12. Welcome cards: Send a welcome card signed by the team home to the new starter as soon as they accept your offer. This sends the message they are valued and makes it less likely they will take a competing job offer – something that is happening more and more now.

I recommend preparing these in batches – so get the team to sign 10 at a time and then add the name of each new starter. I can’t tell you how much positive feedback I get about the impact of this very simple tip!

Why not empower supervisors and co-ordinators to give spontaneous micro-gifts as a thank you for staff. Immediate recognition AND giving line managers autonomy. Two wins.

Managers can award small amounts of points instantly together with a personal message. Small gestures can also include hiding little notes of thanks where staff may discover them, such as in a pile of fresh towels in a care home for example. This will make them smile and feel appreciated and is likely to brighten their day. 

First Impressions: Remember how stressful it is when arriving at a new job. Why not reserve a parking space for new care workers on their first day with their name clearly visible? Make them feel important.

Do you have a City-based or very urban service? Most likely you will have a higher percentage of younger applicants. So, make sure your imagery and wording reflects their needs too. Urban recruitment catchments benefit from high concentrations of potential applicants and good transport links, but turnover will be higher as there is more population mobility and a younger demographic.
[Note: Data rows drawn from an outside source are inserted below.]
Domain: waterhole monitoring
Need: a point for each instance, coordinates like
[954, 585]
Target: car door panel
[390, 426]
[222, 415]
If you are in a more suburban or rural setting then people are more settled so turnover is lower but you have to work even harder to create a healthy workplace culture because word of mouth will spread fast.

One of the most effective ways of reducing first 90 day survival rates for new care workers is peer mentoring - assigning an experienced staff member to buddy them. Brings agency spend down fast if you are a residential provider and can add +20% to staff retention stats in first months of employment. So, if you don’t run a buddying scheme, you should! I have a guide on how to do that well, so email me neil@carefriends.co.uk if you’d like a copy.

Establish realistic expectations up front with candidates about workload. Tell them if you expect their schedule will be up and down initially. Explain it may take time for them to build up the work schedule they’re looking for. New starters won’t get surprised and more will stay. I found that new starters who have care experience tend to want a similar shift pattern to before as fast as possible. Whereas those for whom it is their first care role, will need a slower ramp up in workload if possible.

Put signage (maybe on TV screen or a poster or whiteboard) up in reception welcoming all new staff on their first day by name. It is so powerful to see you own name displayed as this shows you are expected and in the right place. As an added extra, take a photo of the candidate during the recruitment process and share their photo and name with colleagues, so they will be greeted by name in the kitchen as they make a coffee.

Distance matters: Most residential care staff don’t travel more than 6 miles to their job. Homecare workers drive about 5 miles to their first client. So, if your applicant lives much further away probe whether they have considered the daily commute. Also, I recommend plotting existing staff home postcodes on google maps and look for any patterns or clusters of pins. Is your advertising targeting where staff live? Look for clusters of pins. Shouldn’t you be door-dropping and advertising there?

Mandating daily praise. A simple way to positively change your company culture is to mandate supervisors that they must find 1 example of good care practice each day & praise that employee. Then record it in a ‘praise’ book. The manager can then write a thank you note home to at least one employee each month listing this good work. This is shown to family and friends and builds great loyalty. 

Get the boss to help onboarding: The CEO or owner or area director or a senior person in the company should seek out and have a brief chat with every new starter in their first week. New starters are far less likely to feel unloved after that.